That’s the message implicit in Steve Jobs’ famous commencement address of June 12, 2005, to the graduating class at Stanford University. He replayed his own life story of adoption and meandering through his early years. Lacking a clear purpose, he dropped out of Reed College in 1974 after six months. However, he stuck around campus for another 18 months, “dropping in” on classes he thought he’d enjoy. One such class was calligraphy, and it taught him the value of typography. “It was beautiful, historical, artistically subtle in a way science can’t capture,” he said.
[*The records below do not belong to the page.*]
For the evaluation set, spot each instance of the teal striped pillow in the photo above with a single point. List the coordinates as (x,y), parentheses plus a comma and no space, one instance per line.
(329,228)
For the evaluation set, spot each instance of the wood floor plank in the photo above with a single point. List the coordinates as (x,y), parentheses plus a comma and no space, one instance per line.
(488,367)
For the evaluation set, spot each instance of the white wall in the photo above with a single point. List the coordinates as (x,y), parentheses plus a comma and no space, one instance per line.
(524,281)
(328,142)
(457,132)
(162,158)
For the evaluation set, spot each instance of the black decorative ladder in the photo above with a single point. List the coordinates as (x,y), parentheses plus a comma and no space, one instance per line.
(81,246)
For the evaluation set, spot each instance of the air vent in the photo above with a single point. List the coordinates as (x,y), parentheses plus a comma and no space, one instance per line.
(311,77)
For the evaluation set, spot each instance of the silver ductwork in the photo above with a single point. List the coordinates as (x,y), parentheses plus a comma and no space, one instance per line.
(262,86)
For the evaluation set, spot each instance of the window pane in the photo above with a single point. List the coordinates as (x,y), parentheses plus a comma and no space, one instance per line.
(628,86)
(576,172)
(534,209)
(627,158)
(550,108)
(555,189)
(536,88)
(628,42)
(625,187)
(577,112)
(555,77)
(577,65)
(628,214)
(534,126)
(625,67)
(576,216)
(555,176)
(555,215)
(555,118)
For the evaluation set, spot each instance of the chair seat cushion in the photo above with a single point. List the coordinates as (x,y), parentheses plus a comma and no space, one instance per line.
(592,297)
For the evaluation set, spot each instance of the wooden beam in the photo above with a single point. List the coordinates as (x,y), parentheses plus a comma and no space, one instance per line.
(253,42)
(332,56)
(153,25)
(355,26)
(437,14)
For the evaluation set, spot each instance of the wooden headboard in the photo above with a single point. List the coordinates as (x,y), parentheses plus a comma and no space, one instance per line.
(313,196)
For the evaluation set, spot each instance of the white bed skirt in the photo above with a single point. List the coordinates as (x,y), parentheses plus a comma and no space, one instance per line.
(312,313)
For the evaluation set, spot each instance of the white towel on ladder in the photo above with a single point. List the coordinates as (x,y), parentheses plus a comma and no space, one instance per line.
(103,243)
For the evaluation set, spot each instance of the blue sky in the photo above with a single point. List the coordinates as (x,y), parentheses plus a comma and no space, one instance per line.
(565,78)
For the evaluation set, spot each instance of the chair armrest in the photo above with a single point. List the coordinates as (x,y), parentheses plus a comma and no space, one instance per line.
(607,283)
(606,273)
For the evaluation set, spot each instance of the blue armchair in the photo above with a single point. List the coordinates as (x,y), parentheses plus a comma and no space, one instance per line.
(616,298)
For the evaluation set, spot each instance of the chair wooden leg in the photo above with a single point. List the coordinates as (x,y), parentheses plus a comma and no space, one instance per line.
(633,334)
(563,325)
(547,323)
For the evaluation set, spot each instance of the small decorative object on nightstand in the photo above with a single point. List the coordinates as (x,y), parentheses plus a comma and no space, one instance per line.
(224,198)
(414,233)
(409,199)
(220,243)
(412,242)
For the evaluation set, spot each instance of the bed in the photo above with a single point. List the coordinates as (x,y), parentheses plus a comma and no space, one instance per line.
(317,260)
His fascination with typography helped him marry art and science and led to the first great PC, which revolutionized the way we live.
His takeaway: “You can’t connect the dots looking forward, you can only connect them looking back.”
Connecting the dots forward would mean seeing the future, which we cannot do. Connecting the dots back means realizing, after the fact(s), what our lives have really meant and how seemingly disparate, random, and episodic events have, it turns out, contributed to who we are.
This is the reverse arrow of time, the realization that looking back at the rear view mirror of the forward-moving vehicle of life can help us understand it.
When we speak of the future, we automatically point forward. But in the language of the Quechua people of Peru, the word for the future also means “behind me” and the word for the past means “ahead of me.” They explain that they are moving backwards into the future, which they cannot see, facing the past, which they can.
So are we. That’s why we connect the dots back, not ahead, to make sense of our lives going forward.